Walmart runs its fraud detection system on every online transaction. The system relies on Kafka event streaming to get data needed to make decisions.

Our team worked really hard to be able to deliver factual knowledge of every test event that happens, anywhere in the United States within any jurisdiction.
Rishi TararEnterprise architect, Northrop Grumman

Brar noted that Walmart had availability and latency targets it needed to hit and ended up making multiple contributions to the open source Kafka project. Improvements to Kafka are identified in the open source project as Kafka Improvement Proposals.

Among the improvements contributed by Walmart is KIP-535, which enables an application to conditionally choose to get data from a replica rather than an original source, based on latency.

Most of the time data replicas are almost caught up with the active source, but there is still the possibility that it could be behind, Brar said.
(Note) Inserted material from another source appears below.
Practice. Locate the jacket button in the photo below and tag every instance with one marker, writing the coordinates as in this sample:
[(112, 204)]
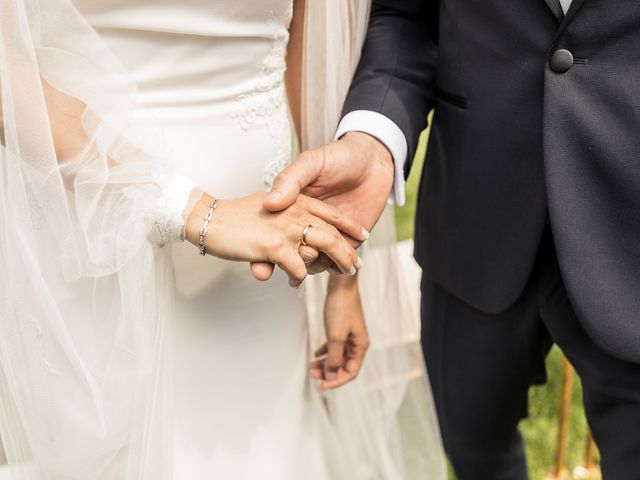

The challenge for Walmart was to get information to make a fraud detection decision as fast as possible, but sometimes the replica might have less data access lag time than an active source.

"So you're basically trading consistency for availability," Brar said. "In our fraud detection application, availability is more important since customer experience will be adversely affected if we block a transaction for a long time."

Kafka event streaming and the modern application stack

In a keynote on Tuesday, Confluent CEO and co-founder Jay Kreps detailed his views on the emergence of Apache Kafka event streaming as a fundamental part of the modern computing stack.

Kreps noted that in recent years there has been a change in the way applications and services are put together. A common approach in the past was to have a large database that stored data, which in turn was then used by applications to get information. Modern applications no longer get data from a single source, but rather interact with multiple sources of data to deliver a service.

"Kafka event streams and stream processing is meant to model a world where data management isn't just about storage," Kreps said. "It's about storage and the flow of data, it's about things happening and reacting to them."